2021年1月3日 11:00
4年経ってパワーアップ!令和の「逃げ恥」が救おうとしたもの
夫婦別姓制度、男性の育児は「手伝う」で良いのか問題、女性の劣化発言にレズビアン告白などなど。4年前は11話編成ということもあり、こんな短時間で複数の社会問題にスポットが当たる作りになっていませんでした。筆者はスピード感に圧倒され、「このドラマ、いったいどう着地させるんだ!?」と不安にすらなりました。
しかし、そんな不安感は物語が進むにつれ、だんだんと薄れていきます。
■前半の大テーマは特に「男性の生きづらさ」なのではないか
本作前半ではみくりが妊娠し、事実婚から法律婚に切り替えた2人の親になっていく姿が描かれています。そのとき、個人的にすごく感じたものがありました。それは、このドラマのテーマの1つが「男性の生きづらさ」なのではないかという点です。
本作ではさまざまな社会問題が提議され、観る人の立場によって共感や学びに差がある作品です。
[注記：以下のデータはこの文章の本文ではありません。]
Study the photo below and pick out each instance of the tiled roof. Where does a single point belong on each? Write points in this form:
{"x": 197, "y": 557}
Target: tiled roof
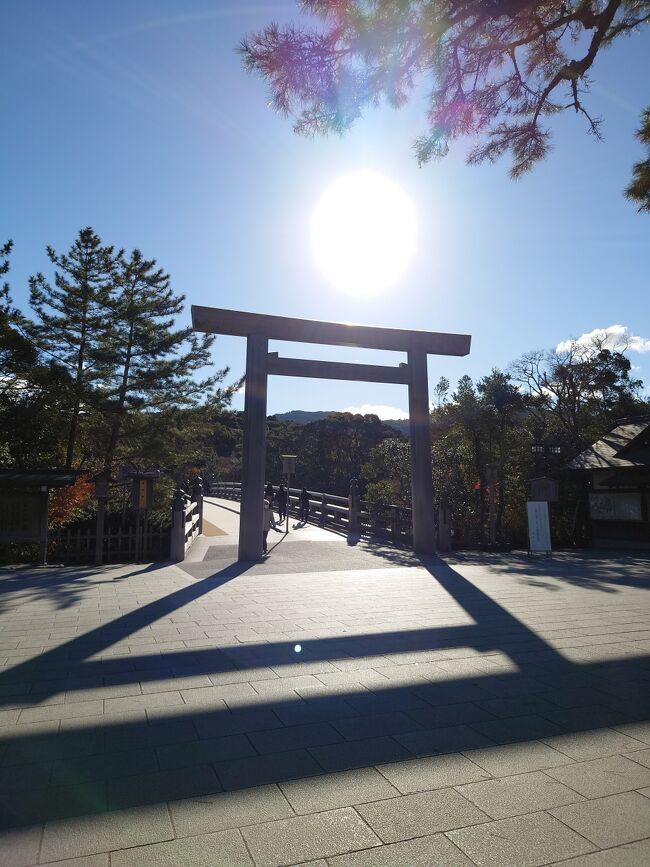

そんななかでも平匡さんを介して表現される男性像の当たり前とそれによる苦痛、そしてアップデートがおこなわれていたように感じました。たとえば本作序盤では妊娠順番ルールについて触れていますが、途中から男性の育休問題について大きく扱われています。またみくりが妊娠中、つわりやホルモンバランスの変化によって体調不良や情緒不安定になるシーンもリアルに描かれていますが、それと同じくらい平匡さん側の頑張りきれないもどかしさや限界感も描かれている。